Generative artificial intelligence (AI) systems are only as good as the data they’re trained on.
And complicating matters is that the training data sets for today’s most popular, and most effective, AI systems have a notorious transparency problem.
After all, the data that makes up their training regime is typically what makes up their competitive advantage, too. Companies don’t want to just give away the recipe for free.
Researchers from MIT, Harvard, Carnegie Mellon, ML Commons, and seven other institutions audited and traced over 1,800 data sets used in fine-tuning the large language models (LLMs) that are pushing today’s generative AI ecosystem forward.
In a paper published last week (Oct. 30), entitled “The Data Provenance Initiative: A Large Scale Audit of Dataset Licensing & Attribution in AI,” the researchers argued for “a radical rethink” of how AI systems are built.
“Increasingly, widely used dataset collections are treated as monolithic, instead of a lineage of data sources, scraped (or model generated), curated, and annotated, often with multiple rounds of re-packaging (and re-licensing) by successive practitioners,” the paper stated.
“This lack of understanding can lead to data leakages between training and test data, expose personally identifiable information (PII), present unintended biases or behaviours, and generally result in lower quality models than anticipated,” the researchers added.
The paper found that the highest percentage of training data is pulled from online encyclopedias (21.5%), with Wikipedia.org making up 14.6% of that; from social media (15.9%), with sites like Reddit at 6.2% and Twitter at 4% being among the most popular; and with the general web (11.2%), news (11.1%), and entertainment web resources (9%) rounding out the top five source domains.
But despite the researchers’ initiative, the ongoing lack of training-model transparency makes it difficult for many organizations to assess the reliability and quality of the data used in building today’s top LLMs, which in turn impacts their ability and willingness to integrate generative AI solutions into their workflows, as well as to trust and stress-test their outputs.
Data preprocessing, including cleaning, labeling and augmentation, plays a crucial role in preparing data for AI models.
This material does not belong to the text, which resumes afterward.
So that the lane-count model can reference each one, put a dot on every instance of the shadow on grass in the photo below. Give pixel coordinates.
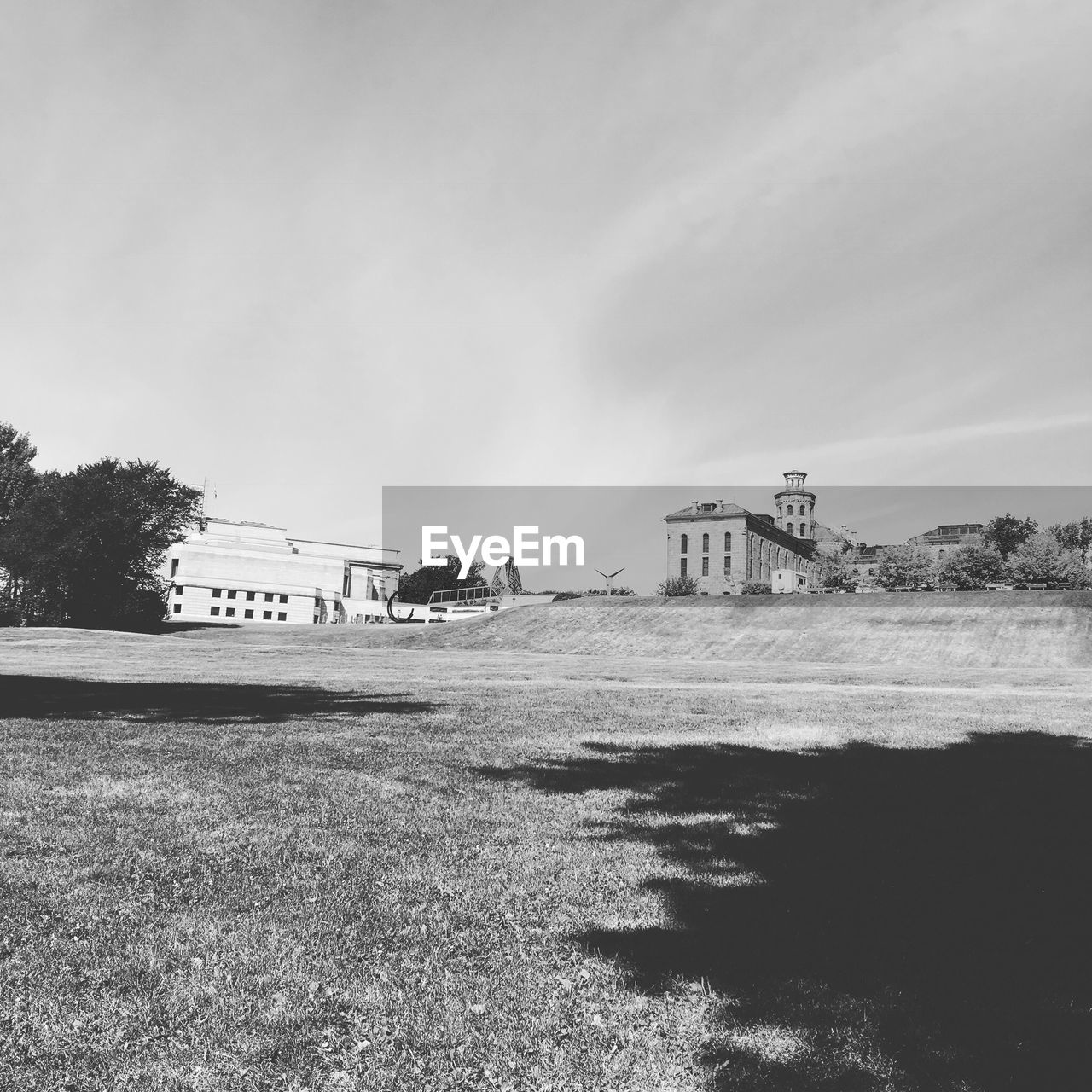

Lack of transparency in these processes can introduce errors and reduce the overall reliability of AI systems.
Additionally, many enterprises operate in heavily regulated industries such as healthcare, finance and telecommunications. Without a clear understanding of the data used in AI models, it becomes challenging to demonstrate compliance with data protection laws.
And of course, without transparent data, it is difficult for businesses to predict the performance of AI systems accurately.
“Data is foundational to building the models, training the AI — the quality and integrity of that data is important,” Michael Haney, head of Cyberbank Digital Core at FinTech platform Galileo, the sister company of Technisys, told PYMNTS in March.
That’s why, to train an AI model to perform to the necessary standard, many enterprises are relying solely on their own internal data to avoid compromising model outputs.
PYMNTS Intelligence reports that more than 8 in 10 business leaders (84%) believe generative AI will positively impact the workforce, and Elon Musk has gone on the record saying that the technology will “render all jobs obsolete.”
But for that future to come to fruition, organizations will need to overcome many obstacles to build out their own AI models. For one, with most companies still relying on technologically outdated legacy systems, establishing the infrastructure alone needed to accommodate AI systems can be a tall task for many businesses.
Once the infrastructure is in place, preparing data remains a time-consuming obstacle for businesses. That’s why some observers believed that vertically oriented AI models, or LLMs and GPT systems trained for industry-specific use cases on validated and audited data sets that are regularly retrained and updated per sector-specific guidelines, and are able to be fine-tuned by organizations using their own data, offer enterprise the safest, most productive way forward.
“Enterprises are right to push for data privacy, up to and including running the whole stack on their own network,” Taylor Lowe, CEO and co-founder of AI developer platform Metal, told PYMNTS in an interview published in July.